Gov. Tim Walz has signaled his support, as have several key Republicans and Democrats in both houses.

The House bill will soon be joined by a similar Senate measure sponsored by Republican Dave Senjem of Rochester and DFLer Kari Dziedzic of Minneapolis. Both would extend the expiration date to 2030 and allow the credit to be taken all at once, instead of five years. The promoters pulled through last year with only a one-year extension due to budget constraints.

Sen. Jeremy Miller, who leads the Republican caucus, is also a supporter of historic revitalization appropriations and is from Winona, which has benefited from it.

Economic analysis shows the value of expenditures is recouped within a few years through rising property values ​​and increased state and local taxes, said Erin Hanafin Berg of Rethos, formerly the Preservation Alliance of Minnesota.

The projects, on the whole, pay for themselves through increased property taxes within seven years, according to the expansion study.

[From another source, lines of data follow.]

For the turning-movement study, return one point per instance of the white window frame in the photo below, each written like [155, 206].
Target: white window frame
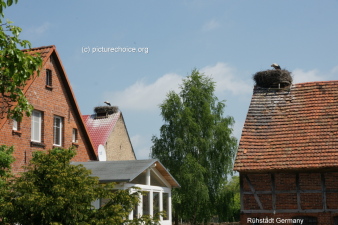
[57, 130]
[75, 135]
[36, 126]
[49, 81]
[15, 125]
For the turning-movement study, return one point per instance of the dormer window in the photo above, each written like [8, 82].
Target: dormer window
[49, 79]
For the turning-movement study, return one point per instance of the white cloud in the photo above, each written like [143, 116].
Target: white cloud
[147, 97]
[226, 79]
[301, 76]
[40, 30]
[142, 96]
[211, 25]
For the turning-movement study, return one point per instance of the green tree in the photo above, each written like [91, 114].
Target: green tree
[53, 191]
[16, 67]
[196, 145]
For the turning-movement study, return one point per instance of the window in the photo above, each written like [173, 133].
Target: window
[146, 203]
[156, 204]
[16, 125]
[36, 126]
[49, 78]
[74, 136]
[58, 130]
[165, 206]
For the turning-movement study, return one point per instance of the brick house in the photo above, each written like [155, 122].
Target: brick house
[109, 134]
[287, 157]
[56, 120]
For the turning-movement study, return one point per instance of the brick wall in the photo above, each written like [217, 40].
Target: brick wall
[52, 101]
[118, 146]
[294, 194]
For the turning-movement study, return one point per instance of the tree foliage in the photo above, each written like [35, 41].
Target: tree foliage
[53, 191]
[196, 145]
[16, 67]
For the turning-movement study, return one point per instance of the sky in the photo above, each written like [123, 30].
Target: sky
[132, 53]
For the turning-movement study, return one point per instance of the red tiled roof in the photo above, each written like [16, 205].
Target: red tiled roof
[100, 129]
[291, 130]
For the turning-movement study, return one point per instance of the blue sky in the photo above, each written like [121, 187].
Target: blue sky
[227, 40]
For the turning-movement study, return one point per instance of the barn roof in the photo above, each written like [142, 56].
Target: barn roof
[292, 129]
[125, 171]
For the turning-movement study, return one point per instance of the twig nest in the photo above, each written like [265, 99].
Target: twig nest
[273, 78]
[106, 109]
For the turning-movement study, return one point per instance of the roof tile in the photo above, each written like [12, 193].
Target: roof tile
[292, 129]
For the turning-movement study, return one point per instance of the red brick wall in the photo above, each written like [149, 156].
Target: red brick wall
[52, 102]
[286, 183]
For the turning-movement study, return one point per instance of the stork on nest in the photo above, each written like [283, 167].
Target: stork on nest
[276, 66]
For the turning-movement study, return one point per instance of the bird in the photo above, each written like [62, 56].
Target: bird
[108, 103]
[276, 66]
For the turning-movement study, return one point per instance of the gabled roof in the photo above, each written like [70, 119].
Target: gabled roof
[100, 129]
[50, 51]
[125, 171]
[294, 129]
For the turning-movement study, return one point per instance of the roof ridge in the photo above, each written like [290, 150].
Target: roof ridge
[38, 48]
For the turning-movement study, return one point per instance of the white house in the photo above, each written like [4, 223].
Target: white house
[149, 175]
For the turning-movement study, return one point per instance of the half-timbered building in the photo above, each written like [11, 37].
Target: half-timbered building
[288, 156]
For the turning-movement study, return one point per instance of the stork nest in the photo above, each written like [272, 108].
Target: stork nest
[106, 109]
[273, 78]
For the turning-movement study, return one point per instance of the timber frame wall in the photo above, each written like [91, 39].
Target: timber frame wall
[298, 192]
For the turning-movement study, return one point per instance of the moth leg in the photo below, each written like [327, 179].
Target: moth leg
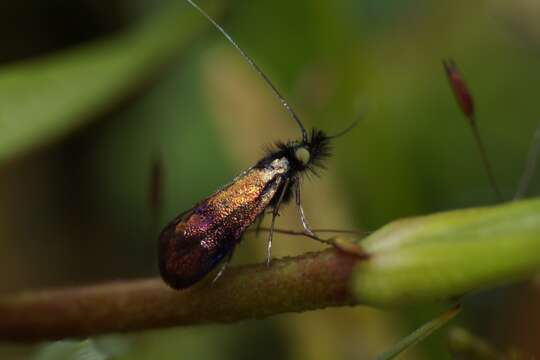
[275, 213]
[307, 229]
[223, 267]
[303, 219]
[258, 225]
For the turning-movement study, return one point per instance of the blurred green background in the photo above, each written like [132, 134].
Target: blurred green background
[74, 195]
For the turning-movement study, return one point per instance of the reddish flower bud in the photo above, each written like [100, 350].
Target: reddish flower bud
[460, 89]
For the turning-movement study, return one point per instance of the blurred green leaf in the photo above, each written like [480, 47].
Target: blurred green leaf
[42, 100]
[443, 256]
[419, 334]
[70, 350]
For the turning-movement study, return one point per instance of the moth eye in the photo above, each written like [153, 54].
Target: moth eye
[302, 155]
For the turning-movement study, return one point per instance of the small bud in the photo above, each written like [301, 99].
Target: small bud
[460, 89]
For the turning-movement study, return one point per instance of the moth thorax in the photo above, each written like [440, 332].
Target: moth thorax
[302, 155]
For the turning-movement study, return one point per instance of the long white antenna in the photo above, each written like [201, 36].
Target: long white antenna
[530, 166]
[257, 69]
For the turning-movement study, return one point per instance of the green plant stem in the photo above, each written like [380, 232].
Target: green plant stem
[420, 334]
[311, 281]
[434, 258]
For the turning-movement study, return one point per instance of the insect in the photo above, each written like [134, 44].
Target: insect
[198, 240]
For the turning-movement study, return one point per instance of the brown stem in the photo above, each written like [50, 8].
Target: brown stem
[307, 282]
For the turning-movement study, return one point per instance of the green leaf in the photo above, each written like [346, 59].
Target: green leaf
[70, 350]
[419, 334]
[43, 99]
[443, 256]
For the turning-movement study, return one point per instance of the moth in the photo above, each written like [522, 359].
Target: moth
[198, 240]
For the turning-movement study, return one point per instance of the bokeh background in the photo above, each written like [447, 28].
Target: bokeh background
[75, 210]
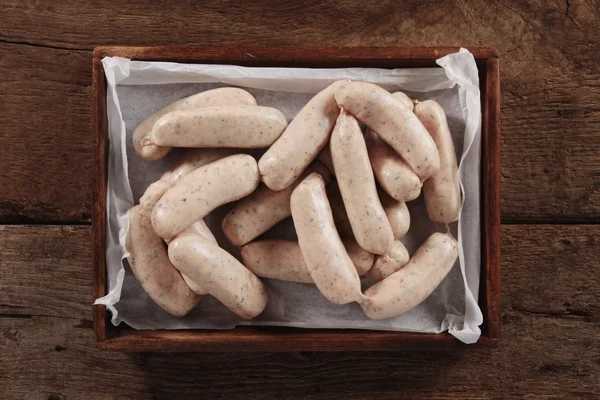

For projects underway in fiscal year 2021, developers said they spent $890 million, including $693.4 million in labor salaries that supported 9,660 jobs. The $124 million in tax expenditures for credits last year generated $1.4 billion in related overall economic activity in Minnesota, according to the study.

The projects cover Minnesota.

Renovations have included a former elementary school converted into housing in Winona, an abandoned high school and a YWCA that were converted into apartments in Duluth, and the Faribault Woolen Mill.

The abandoned Ely State Theater building sold for $2,750 in 2014. By 2021, after redevelopment, the building’s assessed value had risen to $162,900.

The U extension estimates that the developer’s $2 million investment generated a total economic impact of $4 million. The project got just under $400,000 in tax credits.

The largest tax credit project to date is the $375 million renovation of the old Dayton Department Store building in downtown Minneapolis. This project received approximately $70 million in federal tax credits.

Federal-state historic certification allows developers to sell up to 20% of the project’s value in the form of federal and state tax credits to sponsors, typically financial institutions. The credits offset taxes over five years, and funds derived from the credits can only be used for materials, labor and services that preserve historic features.

Developers generally view historic projects as risky because the buildings are often in poor condition and require expensive investments – from structural reinforcement to new windows, HVAC systems and technologies, as well as careful restoration touches.

“Without a meaningful expansion of Minnesota’s historic tax credit, we stand to lose billions of dollars and tens of thousands of jobs,” said Meghan Elliott, architect and founder of tax credit consultant New History. for historic projects since 2008. “There are dozens of projects that will come to a complete halt if the legislature does not act to protect historic credit.”